This Is My Hobby

I want to start a “meta ISP.”

When you sign up with your ISP, you’re paying for transit. They carry your data from one network to the other.

But now let’s say that I’m a mediocre residential ISP. I buy connectivity from a couple different upstream providers, and use BGP to make sure your data takes the fastest route. This is what most people do. It works.

Let’s further say that you run an extremely popular site, maybe one of the top 100 sites out there. You have a mediocre IT team. You have enormous bandwidth, coming in from three different carriers. You, too, use BGP to make sure that your outgoing traffic takes the quickest route.

So everything works. Traffic flows between the two networks. What’s the problem?

Well, it turns out that you, Mr. Big Site, have some of your core routers in a major data center out this way. And I, Mr. Big ISP, also have a few core routers in that building. This is really pretty common–there’s a (very aptly-named) network effect with transit. When several big guys move into a building, all of a sudden, more people want to be there too. So you get sites like One Wilshire, a thirty-story building in LA full of networking equipment.
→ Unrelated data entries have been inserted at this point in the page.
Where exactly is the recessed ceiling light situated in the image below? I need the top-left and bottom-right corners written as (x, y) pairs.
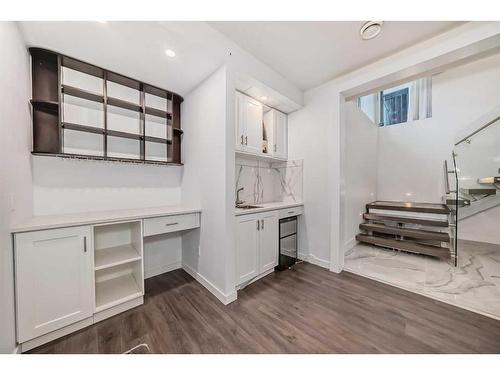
top-left (165, 49), bottom-right (176, 58)
top-left (260, 96), bottom-right (268, 101)
top-left (360, 21), bottom-right (384, 40)
top-left (96, 21), bottom-right (107, 24)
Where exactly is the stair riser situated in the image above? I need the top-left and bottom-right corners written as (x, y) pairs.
top-left (360, 223), bottom-right (450, 242)
top-left (368, 209), bottom-right (448, 221)
top-left (356, 234), bottom-right (450, 260)
top-left (363, 213), bottom-right (449, 227)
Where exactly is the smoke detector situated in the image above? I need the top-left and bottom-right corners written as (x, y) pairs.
top-left (360, 21), bottom-right (384, 40)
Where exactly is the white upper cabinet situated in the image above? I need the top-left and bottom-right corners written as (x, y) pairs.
top-left (273, 110), bottom-right (288, 160)
top-left (15, 226), bottom-right (94, 343)
top-left (235, 91), bottom-right (288, 160)
top-left (244, 96), bottom-right (263, 154)
top-left (235, 91), bottom-right (263, 154)
top-left (235, 92), bottom-right (245, 152)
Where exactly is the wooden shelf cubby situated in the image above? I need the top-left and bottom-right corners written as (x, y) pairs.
top-left (30, 48), bottom-right (183, 165)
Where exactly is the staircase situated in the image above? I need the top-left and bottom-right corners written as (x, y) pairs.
top-left (448, 175), bottom-right (500, 219)
top-left (356, 201), bottom-right (453, 261)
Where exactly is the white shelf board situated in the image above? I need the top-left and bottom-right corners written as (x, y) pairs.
top-left (95, 273), bottom-right (142, 312)
top-left (94, 244), bottom-right (141, 271)
top-left (236, 150), bottom-right (286, 162)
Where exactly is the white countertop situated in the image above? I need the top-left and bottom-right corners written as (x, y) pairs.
top-left (235, 201), bottom-right (303, 216)
top-left (11, 205), bottom-right (202, 233)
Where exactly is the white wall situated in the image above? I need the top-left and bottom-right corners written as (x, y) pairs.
top-left (181, 65), bottom-right (236, 301)
top-left (459, 205), bottom-right (500, 244)
top-left (32, 157), bottom-right (182, 215)
top-left (288, 86), bottom-right (332, 267)
top-left (0, 22), bottom-right (33, 354)
top-left (343, 101), bottom-right (378, 252)
top-left (377, 53), bottom-right (500, 203)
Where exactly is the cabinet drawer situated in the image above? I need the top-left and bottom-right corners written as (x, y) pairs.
top-left (143, 213), bottom-right (200, 237)
top-left (279, 206), bottom-right (304, 219)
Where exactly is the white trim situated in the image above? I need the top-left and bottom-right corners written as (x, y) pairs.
top-left (182, 263), bottom-right (237, 305)
top-left (343, 267), bottom-right (500, 322)
top-left (20, 316), bottom-right (94, 352)
top-left (308, 254), bottom-right (330, 269)
top-left (297, 252), bottom-right (330, 270)
top-left (93, 296), bottom-right (143, 323)
top-left (236, 268), bottom-right (274, 291)
top-left (145, 260), bottom-right (182, 279)
top-left (343, 237), bottom-right (357, 254)
top-left (297, 251), bottom-right (309, 261)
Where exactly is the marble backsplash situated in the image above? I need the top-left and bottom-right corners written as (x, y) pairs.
top-left (235, 157), bottom-right (303, 205)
They’re very confidential about their tenants, but “word on the street” is that every network you’ve heard of, and plenty you haven’t, is in there. (When viewing that picture, by the way, it’s worth noting that these wires don’t go to some secretary’s PC. Each is probably carrying between 100 Mbps and 10 Gbps of traffic between various ISPs and major networks… Also an interesting note to the photo, they supposedly keep an elaborate database and label each wire, so that this huge rat’s nest is actually quite organized.)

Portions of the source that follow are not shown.